Things you may not know about Sam Hales, the one-man music machine behind Jungle Giants: He was a competition-winning flautist at school. He was raised by a single Irish mother, and turned to music partially to escape her abusive ex-husband. He adopted his trademark falsetto vocals after hearing Bon Iver on the radio. He curates mini-rave listening sessions for his band, “with laser lights and smoke machines”, once he’s finished an album. Hales would argue that prior to the writing of this record, he was able to keep the wheels spinning fast enough that any reflection on his past, his process or how he ended up signing the biggest publishing deal in Warner Music Australia’s history wasn’t something he put a lot of stock in. In this respect, Experiencing Feelings of Joy is different. It is the best music Hales has written that took him the longest to write, precisely because he managed to overcome one of the darkest periods of his life.
The most enduring dancefloor tunes are always tinged with melancholy, something Hales channelled on tracks like the thumping earworm ‘Where Can I Put All My Love?’ and the 90s acid-jazz orchestration of ‘All The Time In The World’. Hales, who always writes from the rhythm section up, pushed himself further than ever on Experiencing Feelings of Joy, from commissioning live strings (“they provide this natural emotion, it just sounds like a warm blanket on a cold night”) and kicking off the record with a song for one of the most important women in his life; his mother, on the delightful sing-rap opener ‘Tell Me How It Feels’.

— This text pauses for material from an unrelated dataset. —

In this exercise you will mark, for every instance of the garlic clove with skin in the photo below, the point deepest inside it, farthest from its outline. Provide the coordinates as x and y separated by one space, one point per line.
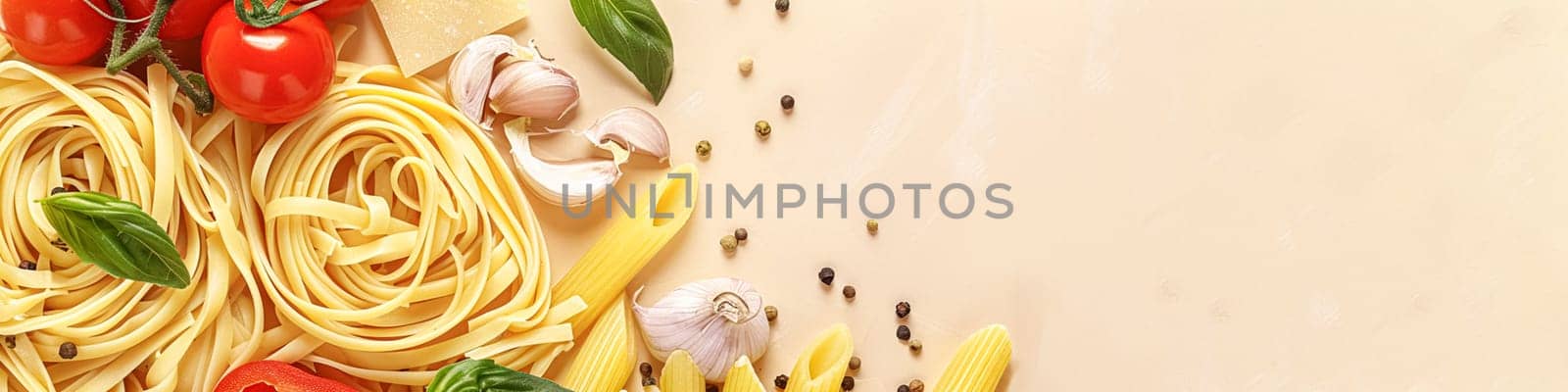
717 320
533 90
632 129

Closer ‘The World’s Getting Smaller’ is an atypically sparse number that details the slow unravelling of his relationship. “It’s raw, you know? Our careers were building; suddenly you have friends in London, in Paris and the world that used to be impossibly large is actually getting a little closer together. The song asks ‘even though the world's getting smaller, why do you feel so far away?’ As Grace and I built this dream together, we forgot to hold on to each other and we drifted away.”
With a record big on feelings and even bigger on floor-fillers, Hales has naturally refocused his sights on world domination. “It just feels good to just be spreading joy and love on a global scale,” he says. “I'm lucky to have an immigrant mum from Ireland. I grew up being very exposed to an international outlook. Having previously taken on the Americas, Hales now has his sights set on Europe. “It’s all built off love and obsession. I will never stop making Jungle Giants music; it’s who I am and it's only going to get bigger.”
Whether he’s getting a taco before a show in Mexico or kicking back with friends in Melbourne, Hales is thrilled that he’s managed to tap into something dormant but very real. “I'd overextended and kind of cooked it, but I really found myself,” he says. “That’s where the joy comes from, having this unwavering hope even after experiencing adversity. This record is what everything culminated in for me, because I'm so in love with it and I'm so addicted to music again.”